Helmed by director Justin Kurzel (who worked with Fassbender last year on Macbeth), Assassin’s Creed begins in 15th-century Spain, where we are introduced to the long-standing war between Assassins and Templars. The Templars are seeking power through the Apple of Eden, a powerful artifact which contains “the genetic blueprint for free will.” From there it cuts to the 1980s where teenage Cal Lynch comes home after a nice day of bike-riding to find his mother killed by his father. Kurzel jumps straight into present day 2016 where Lynch is about to receive a lethal injection after a life of crime that came directly as a result from that tragic event. If it all seems to happen way too fast, it’s because it does. Any sense of character development was left on the cutting room floor, if it even made it that far.
The only thing is, this injection doesn’t kill him. He wakes up to find himself in a strange facility in Madrid called Abstergo Industries, a modern-day version of The Knights Templar who continue the hunt for the Apple Of Eden so that they finally have total control of free will. These efforts are led by Sofia (Marion Cotillard) and her father, Alan (Jeremy Irons). Sofia runs a program called “the Animus” which brings the present day Assassins back in time to the lives of their ancestors, so that the Knights Templar can literally see the memories of past Assassins in order to come one step closer to finding the Apple.
Assassin’s Creed asks for those not familiar with the game to take a quite literal “leap of faith” and just go along with the ride. This could have been achieved by the filmmakers and writers taking it all less seriously and maybe having a little bit of fun with the project. Only there’s absolutely no joy or levity to be found anywhere, with the only laughs being unintentional ones at the expense of the filmmakers. The writing team of Michael Lesslie, Adam Cooper and Bill Collage avoid wasting time with any sense of character development, ultimately leaving me cold to every character, past, present, and whatever the hell else comes in-between. It’s one thing to ask us to stretch our imagination for something so ridiculous, especially when you have such thinly drawn characters that you don’t like, and quite frankly, don’t give a shit about.
Okay, okay, it’s not all that bad. Some of the scenes in ancient Spain were somewhat engaging action sequences. The only problem is that we are constantly removed from this world and placed into Lynch’s experience with Animus, ultimately reminded that it’s not actually happening. Ironically, it’s like watching someone else playing a video game. You try to immerse yourself into the world like the player, but ultimately seeing someone else pressing all the buttons leaves you feeling detached. These action sequences do actually give cinematographer Adam Arkapaw (Macbeth, The Light Between Oceans, True Detective) something to work with, a big contrast to the depressing colors delivered in scenes that take place in the depressingly lit Abstergo Industries.
This is a film that features many acting greats such as Fassbender, Marion Cotillard, Jeremy Irons, Charlotte Rampling, and Brendan Gleeson (not to mention a truly wasted Michael Kenneth Williams). They do the best they can with this material, but there’s only so much they can do with wooden lines that they clearly can’t connect with.

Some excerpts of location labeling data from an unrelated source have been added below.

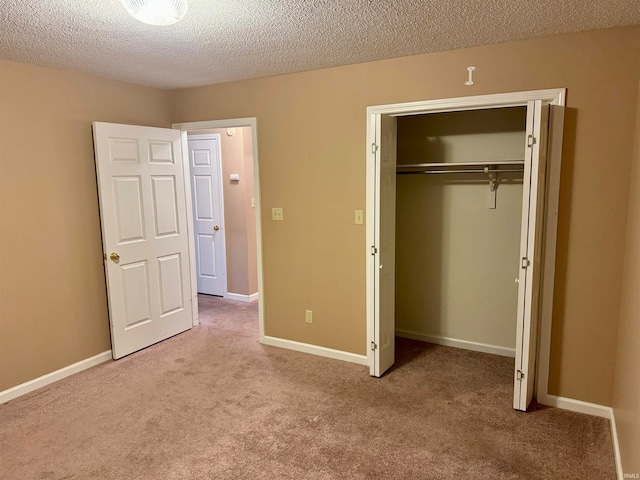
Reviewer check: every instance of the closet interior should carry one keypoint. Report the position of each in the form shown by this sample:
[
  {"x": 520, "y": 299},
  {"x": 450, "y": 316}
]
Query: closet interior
[{"x": 458, "y": 227}]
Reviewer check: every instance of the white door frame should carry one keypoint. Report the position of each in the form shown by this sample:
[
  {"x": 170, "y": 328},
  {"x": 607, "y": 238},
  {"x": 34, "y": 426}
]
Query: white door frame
[
  {"x": 227, "y": 123},
  {"x": 514, "y": 99},
  {"x": 220, "y": 187}
]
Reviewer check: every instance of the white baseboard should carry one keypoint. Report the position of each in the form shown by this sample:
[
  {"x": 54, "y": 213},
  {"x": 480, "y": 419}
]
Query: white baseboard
[
  {"x": 575, "y": 405},
  {"x": 590, "y": 409},
  {"x": 315, "y": 350},
  {"x": 616, "y": 446},
  {"x": 242, "y": 298},
  {"x": 52, "y": 377},
  {"x": 453, "y": 342}
]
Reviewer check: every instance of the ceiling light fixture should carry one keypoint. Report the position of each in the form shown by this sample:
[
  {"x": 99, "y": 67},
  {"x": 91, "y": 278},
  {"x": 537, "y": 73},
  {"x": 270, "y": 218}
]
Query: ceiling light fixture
[{"x": 157, "y": 12}]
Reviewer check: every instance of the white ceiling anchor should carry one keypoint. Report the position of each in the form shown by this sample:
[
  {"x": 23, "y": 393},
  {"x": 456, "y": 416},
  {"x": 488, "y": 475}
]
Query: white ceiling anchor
[{"x": 470, "y": 70}]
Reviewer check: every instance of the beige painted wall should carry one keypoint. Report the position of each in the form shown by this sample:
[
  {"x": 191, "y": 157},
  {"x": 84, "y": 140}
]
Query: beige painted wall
[
  {"x": 239, "y": 216},
  {"x": 456, "y": 259},
  {"x": 312, "y": 163},
  {"x": 53, "y": 309},
  {"x": 626, "y": 394}
]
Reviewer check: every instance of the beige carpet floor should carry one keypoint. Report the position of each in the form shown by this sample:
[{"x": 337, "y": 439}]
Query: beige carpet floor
[{"x": 213, "y": 403}]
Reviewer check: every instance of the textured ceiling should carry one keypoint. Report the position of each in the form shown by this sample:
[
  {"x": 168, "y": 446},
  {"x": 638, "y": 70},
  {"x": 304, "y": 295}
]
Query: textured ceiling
[{"x": 225, "y": 40}]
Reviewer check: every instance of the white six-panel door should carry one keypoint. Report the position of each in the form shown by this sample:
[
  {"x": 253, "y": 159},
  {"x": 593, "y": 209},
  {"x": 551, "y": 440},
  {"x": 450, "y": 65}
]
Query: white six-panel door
[
  {"x": 144, "y": 233},
  {"x": 206, "y": 185}
]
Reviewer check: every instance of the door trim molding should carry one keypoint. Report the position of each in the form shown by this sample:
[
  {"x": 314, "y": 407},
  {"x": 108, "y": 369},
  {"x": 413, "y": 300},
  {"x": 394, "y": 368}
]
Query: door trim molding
[
  {"x": 230, "y": 123},
  {"x": 555, "y": 96},
  {"x": 49, "y": 378}
]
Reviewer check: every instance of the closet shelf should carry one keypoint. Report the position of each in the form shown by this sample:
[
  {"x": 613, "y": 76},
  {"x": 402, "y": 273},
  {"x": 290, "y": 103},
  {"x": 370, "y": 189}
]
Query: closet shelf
[{"x": 461, "y": 164}]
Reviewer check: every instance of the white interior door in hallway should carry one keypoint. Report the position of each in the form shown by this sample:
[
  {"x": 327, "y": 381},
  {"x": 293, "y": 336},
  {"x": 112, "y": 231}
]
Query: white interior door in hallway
[
  {"x": 206, "y": 185},
  {"x": 143, "y": 211}
]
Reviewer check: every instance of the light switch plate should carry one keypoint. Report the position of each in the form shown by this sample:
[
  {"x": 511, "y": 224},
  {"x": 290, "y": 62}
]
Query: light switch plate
[{"x": 277, "y": 214}]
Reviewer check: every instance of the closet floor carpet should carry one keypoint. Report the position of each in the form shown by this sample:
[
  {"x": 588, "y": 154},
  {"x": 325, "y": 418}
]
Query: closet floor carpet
[{"x": 213, "y": 403}]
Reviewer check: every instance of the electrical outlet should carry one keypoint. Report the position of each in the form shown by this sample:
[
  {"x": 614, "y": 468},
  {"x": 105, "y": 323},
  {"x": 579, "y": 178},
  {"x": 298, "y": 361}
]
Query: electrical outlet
[{"x": 277, "y": 214}]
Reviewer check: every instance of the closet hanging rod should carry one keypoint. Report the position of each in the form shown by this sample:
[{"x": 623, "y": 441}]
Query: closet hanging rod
[
  {"x": 460, "y": 164},
  {"x": 425, "y": 172}
]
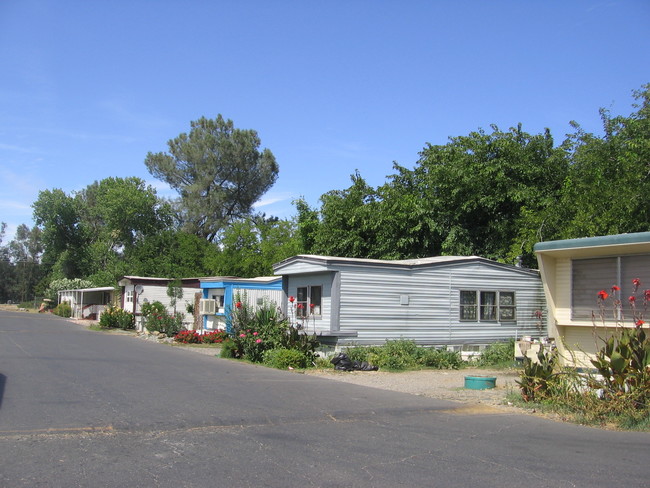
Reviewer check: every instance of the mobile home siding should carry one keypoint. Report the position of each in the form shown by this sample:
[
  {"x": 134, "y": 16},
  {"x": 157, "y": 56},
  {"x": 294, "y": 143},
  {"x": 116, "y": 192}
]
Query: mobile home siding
[
  {"x": 373, "y": 304},
  {"x": 319, "y": 323}
]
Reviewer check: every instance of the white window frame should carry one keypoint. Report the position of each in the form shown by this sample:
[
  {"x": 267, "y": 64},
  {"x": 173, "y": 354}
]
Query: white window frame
[
  {"x": 493, "y": 311},
  {"x": 308, "y": 300}
]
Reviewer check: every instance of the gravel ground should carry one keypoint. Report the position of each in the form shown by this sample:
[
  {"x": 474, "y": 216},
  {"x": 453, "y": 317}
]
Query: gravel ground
[{"x": 446, "y": 384}]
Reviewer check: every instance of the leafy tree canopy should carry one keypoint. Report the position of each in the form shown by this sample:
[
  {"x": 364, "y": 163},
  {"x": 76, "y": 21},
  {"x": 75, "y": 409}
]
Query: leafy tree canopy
[
  {"x": 249, "y": 247},
  {"x": 219, "y": 172}
]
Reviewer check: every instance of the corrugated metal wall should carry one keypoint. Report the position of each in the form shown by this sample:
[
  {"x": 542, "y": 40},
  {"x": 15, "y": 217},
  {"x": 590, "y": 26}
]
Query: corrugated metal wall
[{"x": 373, "y": 304}]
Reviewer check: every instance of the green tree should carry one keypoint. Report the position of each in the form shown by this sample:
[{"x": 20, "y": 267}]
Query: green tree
[
  {"x": 470, "y": 195},
  {"x": 610, "y": 175},
  {"x": 347, "y": 221},
  {"x": 25, "y": 250},
  {"x": 250, "y": 247},
  {"x": 87, "y": 234},
  {"x": 64, "y": 239},
  {"x": 7, "y": 270},
  {"x": 218, "y": 171},
  {"x": 170, "y": 253}
]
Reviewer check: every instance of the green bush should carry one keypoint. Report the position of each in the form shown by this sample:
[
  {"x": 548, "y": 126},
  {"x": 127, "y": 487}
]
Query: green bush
[
  {"x": 228, "y": 350},
  {"x": 282, "y": 358},
  {"x": 440, "y": 358},
  {"x": 498, "y": 354},
  {"x": 395, "y": 354},
  {"x": 214, "y": 337},
  {"x": 253, "y": 332},
  {"x": 63, "y": 309},
  {"x": 117, "y": 318},
  {"x": 188, "y": 337}
]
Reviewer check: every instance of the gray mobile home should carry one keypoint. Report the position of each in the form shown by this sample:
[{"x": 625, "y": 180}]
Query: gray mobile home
[{"x": 441, "y": 301}]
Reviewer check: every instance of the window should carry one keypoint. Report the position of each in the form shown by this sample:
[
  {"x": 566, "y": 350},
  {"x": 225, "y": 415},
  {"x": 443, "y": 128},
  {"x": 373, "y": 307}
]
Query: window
[
  {"x": 487, "y": 306},
  {"x": 309, "y": 301}
]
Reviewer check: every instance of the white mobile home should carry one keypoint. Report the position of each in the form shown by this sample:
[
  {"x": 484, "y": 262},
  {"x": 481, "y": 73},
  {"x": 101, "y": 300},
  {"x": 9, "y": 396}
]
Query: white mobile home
[
  {"x": 442, "y": 301},
  {"x": 138, "y": 290},
  {"x": 87, "y": 303},
  {"x": 575, "y": 271}
]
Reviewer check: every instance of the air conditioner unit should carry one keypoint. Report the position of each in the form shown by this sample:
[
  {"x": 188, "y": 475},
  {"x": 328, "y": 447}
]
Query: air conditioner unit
[{"x": 207, "y": 306}]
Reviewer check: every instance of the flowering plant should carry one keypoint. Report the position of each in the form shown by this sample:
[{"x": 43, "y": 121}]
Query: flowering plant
[{"x": 623, "y": 361}]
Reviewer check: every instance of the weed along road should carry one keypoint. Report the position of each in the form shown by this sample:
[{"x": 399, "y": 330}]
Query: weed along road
[{"x": 86, "y": 408}]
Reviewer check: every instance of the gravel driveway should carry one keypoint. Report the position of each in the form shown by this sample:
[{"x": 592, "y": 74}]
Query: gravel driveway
[{"x": 446, "y": 384}]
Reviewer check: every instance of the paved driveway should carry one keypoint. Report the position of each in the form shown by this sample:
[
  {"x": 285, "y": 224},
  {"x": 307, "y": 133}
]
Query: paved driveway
[{"x": 84, "y": 408}]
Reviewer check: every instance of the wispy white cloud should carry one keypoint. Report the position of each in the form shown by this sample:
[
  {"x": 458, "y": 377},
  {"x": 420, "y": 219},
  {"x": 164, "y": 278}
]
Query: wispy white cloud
[
  {"x": 273, "y": 199},
  {"x": 14, "y": 205},
  {"x": 123, "y": 112},
  {"x": 12, "y": 147}
]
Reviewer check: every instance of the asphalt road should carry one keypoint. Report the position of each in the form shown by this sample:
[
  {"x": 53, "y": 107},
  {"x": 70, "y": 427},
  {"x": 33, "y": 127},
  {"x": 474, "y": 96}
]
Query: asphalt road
[{"x": 85, "y": 408}]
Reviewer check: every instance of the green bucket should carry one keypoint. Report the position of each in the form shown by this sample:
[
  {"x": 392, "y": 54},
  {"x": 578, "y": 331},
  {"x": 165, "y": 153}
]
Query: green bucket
[{"x": 480, "y": 382}]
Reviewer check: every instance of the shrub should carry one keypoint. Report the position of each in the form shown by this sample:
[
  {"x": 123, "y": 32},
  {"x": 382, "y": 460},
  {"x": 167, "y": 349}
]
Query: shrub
[
  {"x": 282, "y": 358},
  {"x": 536, "y": 379},
  {"x": 498, "y": 354},
  {"x": 255, "y": 332},
  {"x": 440, "y": 358},
  {"x": 395, "y": 354},
  {"x": 214, "y": 337},
  {"x": 153, "y": 308},
  {"x": 188, "y": 337},
  {"x": 115, "y": 317},
  {"x": 228, "y": 350},
  {"x": 63, "y": 309}
]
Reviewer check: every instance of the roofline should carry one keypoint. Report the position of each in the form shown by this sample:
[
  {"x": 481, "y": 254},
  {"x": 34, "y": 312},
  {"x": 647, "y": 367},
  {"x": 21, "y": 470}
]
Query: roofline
[
  {"x": 235, "y": 279},
  {"x": 403, "y": 264},
  {"x": 587, "y": 242},
  {"x": 101, "y": 288}
]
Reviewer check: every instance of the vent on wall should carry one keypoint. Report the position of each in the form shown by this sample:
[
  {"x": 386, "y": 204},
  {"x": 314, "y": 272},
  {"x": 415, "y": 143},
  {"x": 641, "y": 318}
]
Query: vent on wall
[{"x": 207, "y": 306}]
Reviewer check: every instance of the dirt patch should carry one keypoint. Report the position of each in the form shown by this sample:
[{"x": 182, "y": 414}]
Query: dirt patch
[{"x": 445, "y": 384}]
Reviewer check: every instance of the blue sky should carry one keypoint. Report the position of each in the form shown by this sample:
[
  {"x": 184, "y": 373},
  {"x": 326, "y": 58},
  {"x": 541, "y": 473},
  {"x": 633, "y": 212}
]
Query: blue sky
[{"x": 89, "y": 87}]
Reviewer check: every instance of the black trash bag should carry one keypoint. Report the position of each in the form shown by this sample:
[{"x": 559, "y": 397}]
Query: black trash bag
[{"x": 342, "y": 362}]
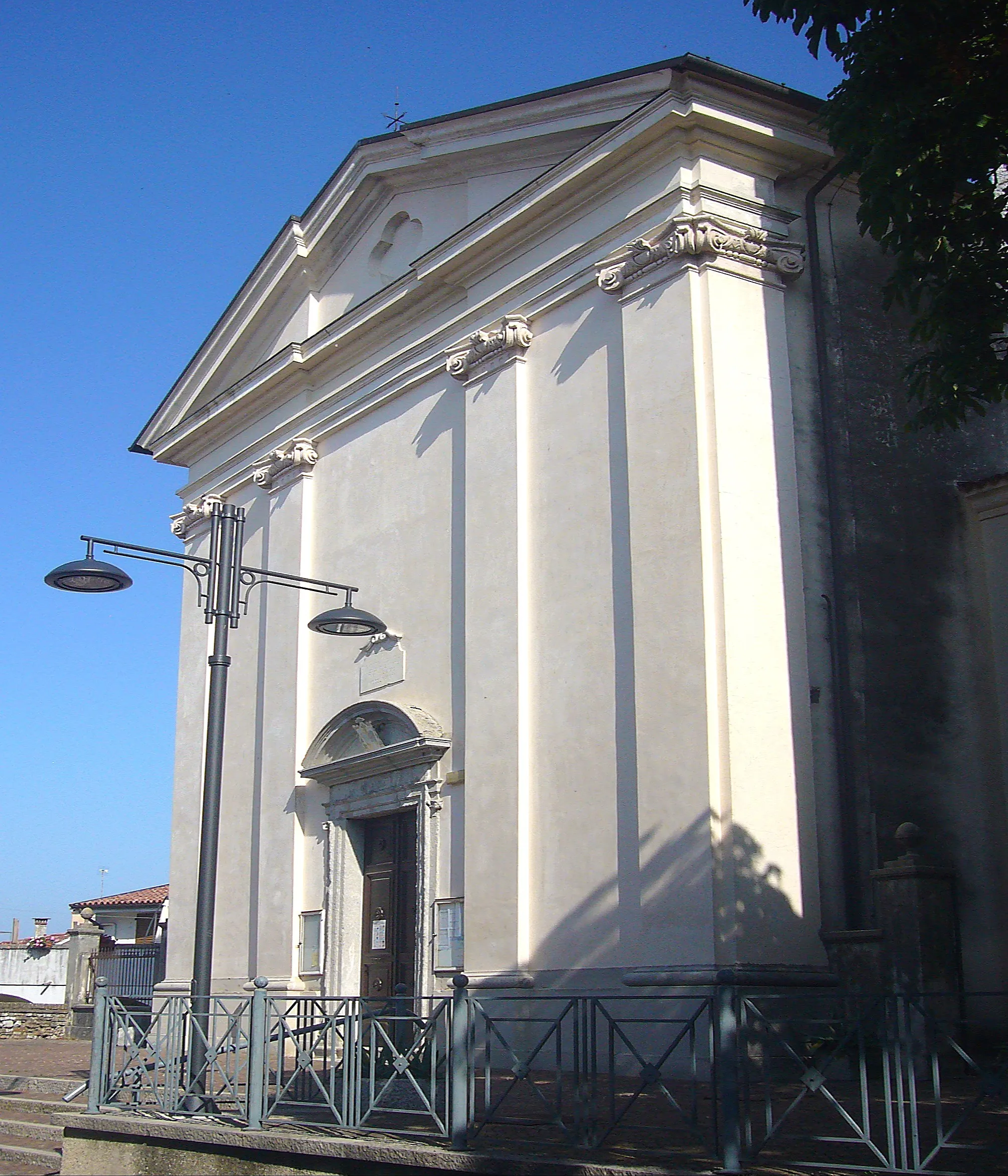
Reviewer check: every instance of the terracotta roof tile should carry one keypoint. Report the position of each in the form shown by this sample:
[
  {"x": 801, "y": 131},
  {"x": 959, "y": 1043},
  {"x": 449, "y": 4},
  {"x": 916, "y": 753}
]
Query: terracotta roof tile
[{"x": 153, "y": 897}]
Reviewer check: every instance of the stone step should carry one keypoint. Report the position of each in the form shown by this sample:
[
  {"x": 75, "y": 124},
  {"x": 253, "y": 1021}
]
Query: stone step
[
  {"x": 13, "y": 1106},
  {"x": 28, "y": 1130},
  {"x": 25, "y": 1083},
  {"x": 17, "y": 1153}
]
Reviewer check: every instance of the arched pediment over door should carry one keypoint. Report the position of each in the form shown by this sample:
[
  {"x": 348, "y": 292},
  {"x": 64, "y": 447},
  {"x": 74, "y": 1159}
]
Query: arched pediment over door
[{"x": 372, "y": 739}]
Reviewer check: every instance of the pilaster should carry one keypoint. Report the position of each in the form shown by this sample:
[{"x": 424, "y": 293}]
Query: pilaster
[
  {"x": 497, "y": 646},
  {"x": 708, "y": 382}
]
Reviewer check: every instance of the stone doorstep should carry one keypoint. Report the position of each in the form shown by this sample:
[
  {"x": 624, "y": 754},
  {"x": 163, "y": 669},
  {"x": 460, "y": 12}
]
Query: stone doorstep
[{"x": 376, "y": 1150}]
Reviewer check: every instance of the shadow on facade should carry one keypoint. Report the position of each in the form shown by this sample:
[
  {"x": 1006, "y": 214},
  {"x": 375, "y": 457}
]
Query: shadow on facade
[{"x": 696, "y": 899}]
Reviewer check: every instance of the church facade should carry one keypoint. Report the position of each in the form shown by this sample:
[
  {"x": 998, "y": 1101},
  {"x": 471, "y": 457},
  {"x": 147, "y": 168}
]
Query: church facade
[{"x": 546, "y": 381}]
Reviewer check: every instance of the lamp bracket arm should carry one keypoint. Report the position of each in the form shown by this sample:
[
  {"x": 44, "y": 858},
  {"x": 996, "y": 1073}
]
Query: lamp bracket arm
[
  {"x": 113, "y": 547},
  {"x": 265, "y": 575}
]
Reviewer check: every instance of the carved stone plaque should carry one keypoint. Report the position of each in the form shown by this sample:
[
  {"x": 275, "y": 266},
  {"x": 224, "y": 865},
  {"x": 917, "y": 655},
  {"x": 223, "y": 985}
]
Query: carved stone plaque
[{"x": 383, "y": 665}]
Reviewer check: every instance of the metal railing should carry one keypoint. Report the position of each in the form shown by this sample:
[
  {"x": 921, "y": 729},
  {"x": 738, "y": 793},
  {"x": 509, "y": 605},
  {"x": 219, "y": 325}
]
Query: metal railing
[
  {"x": 131, "y": 969},
  {"x": 814, "y": 1080}
]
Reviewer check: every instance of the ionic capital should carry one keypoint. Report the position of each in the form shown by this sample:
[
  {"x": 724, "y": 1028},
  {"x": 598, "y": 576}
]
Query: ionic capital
[
  {"x": 286, "y": 465},
  {"x": 487, "y": 350},
  {"x": 698, "y": 237},
  {"x": 194, "y": 515}
]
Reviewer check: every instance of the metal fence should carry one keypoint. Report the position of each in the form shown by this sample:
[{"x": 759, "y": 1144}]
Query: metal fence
[
  {"x": 814, "y": 1080},
  {"x": 131, "y": 969}
]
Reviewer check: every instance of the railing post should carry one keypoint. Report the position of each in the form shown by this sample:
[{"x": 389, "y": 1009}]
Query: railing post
[
  {"x": 256, "y": 1081},
  {"x": 460, "y": 1064},
  {"x": 726, "y": 1045},
  {"x": 100, "y": 1028}
]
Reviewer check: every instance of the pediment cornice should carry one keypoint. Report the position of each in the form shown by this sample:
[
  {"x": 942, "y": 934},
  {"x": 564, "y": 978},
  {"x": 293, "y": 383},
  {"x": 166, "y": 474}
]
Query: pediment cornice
[{"x": 692, "y": 114}]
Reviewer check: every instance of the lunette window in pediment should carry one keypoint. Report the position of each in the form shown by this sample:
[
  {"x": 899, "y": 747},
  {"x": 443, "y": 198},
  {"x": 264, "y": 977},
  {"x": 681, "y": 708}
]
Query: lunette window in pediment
[{"x": 396, "y": 247}]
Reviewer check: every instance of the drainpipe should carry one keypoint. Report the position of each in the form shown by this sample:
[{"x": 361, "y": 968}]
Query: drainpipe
[{"x": 839, "y": 637}]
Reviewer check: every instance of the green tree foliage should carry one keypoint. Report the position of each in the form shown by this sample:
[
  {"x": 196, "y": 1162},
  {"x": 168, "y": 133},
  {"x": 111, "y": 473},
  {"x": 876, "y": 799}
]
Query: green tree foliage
[{"x": 921, "y": 119}]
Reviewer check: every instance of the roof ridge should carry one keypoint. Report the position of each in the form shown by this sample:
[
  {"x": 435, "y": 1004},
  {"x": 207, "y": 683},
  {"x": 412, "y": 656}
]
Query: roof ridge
[{"x": 146, "y": 895}]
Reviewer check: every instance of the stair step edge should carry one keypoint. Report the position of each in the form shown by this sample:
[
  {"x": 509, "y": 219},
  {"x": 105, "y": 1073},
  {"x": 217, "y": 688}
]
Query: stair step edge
[
  {"x": 15, "y": 1083},
  {"x": 30, "y": 1155}
]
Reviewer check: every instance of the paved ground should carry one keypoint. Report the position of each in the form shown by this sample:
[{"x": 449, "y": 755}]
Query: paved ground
[{"x": 46, "y": 1059}]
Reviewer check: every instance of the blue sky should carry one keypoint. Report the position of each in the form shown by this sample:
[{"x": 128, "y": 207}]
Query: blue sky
[{"x": 149, "y": 153}]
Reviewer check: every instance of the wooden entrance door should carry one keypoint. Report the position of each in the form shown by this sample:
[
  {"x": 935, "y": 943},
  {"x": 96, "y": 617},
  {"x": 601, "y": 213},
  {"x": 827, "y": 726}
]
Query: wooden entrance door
[{"x": 388, "y": 951}]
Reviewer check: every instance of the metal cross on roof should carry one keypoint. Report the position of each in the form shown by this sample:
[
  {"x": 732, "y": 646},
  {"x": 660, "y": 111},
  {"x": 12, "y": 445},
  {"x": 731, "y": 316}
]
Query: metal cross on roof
[{"x": 397, "y": 118}]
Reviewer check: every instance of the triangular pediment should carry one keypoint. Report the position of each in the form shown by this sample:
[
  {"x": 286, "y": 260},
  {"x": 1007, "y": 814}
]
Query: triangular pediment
[
  {"x": 392, "y": 200},
  {"x": 402, "y": 210}
]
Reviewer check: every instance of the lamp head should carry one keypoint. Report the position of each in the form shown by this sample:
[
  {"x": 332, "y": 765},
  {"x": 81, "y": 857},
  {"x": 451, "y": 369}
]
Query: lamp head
[
  {"x": 347, "y": 623},
  {"x": 88, "y": 575}
]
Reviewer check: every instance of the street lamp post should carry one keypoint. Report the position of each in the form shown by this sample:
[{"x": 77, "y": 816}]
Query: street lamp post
[{"x": 224, "y": 589}]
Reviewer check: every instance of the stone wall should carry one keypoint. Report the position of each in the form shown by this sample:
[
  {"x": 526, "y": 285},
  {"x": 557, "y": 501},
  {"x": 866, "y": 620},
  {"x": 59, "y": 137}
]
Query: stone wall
[{"x": 30, "y": 1021}]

Fans of the video game may be more forgiving of the movie, but they deserve better than this. The glaring failures of Assassin’s Creed, along with the equally disappointing Warcraft from earlier in the year, have me wondering if it is even possible to successfully adapt a video game into a decent cinematic experience. I’m sure fans of the game will argue that I just don’t understand it cause I didn’t play the game. It’s possible that that’s true, but it’s also possible that it’s just a poorly made film that is a miserable, hollow, viewing experience.
Assassin’s Creed sets up possible sequels and even more entries into this universe, but I can’t imagine ever willingly entering this world ever again.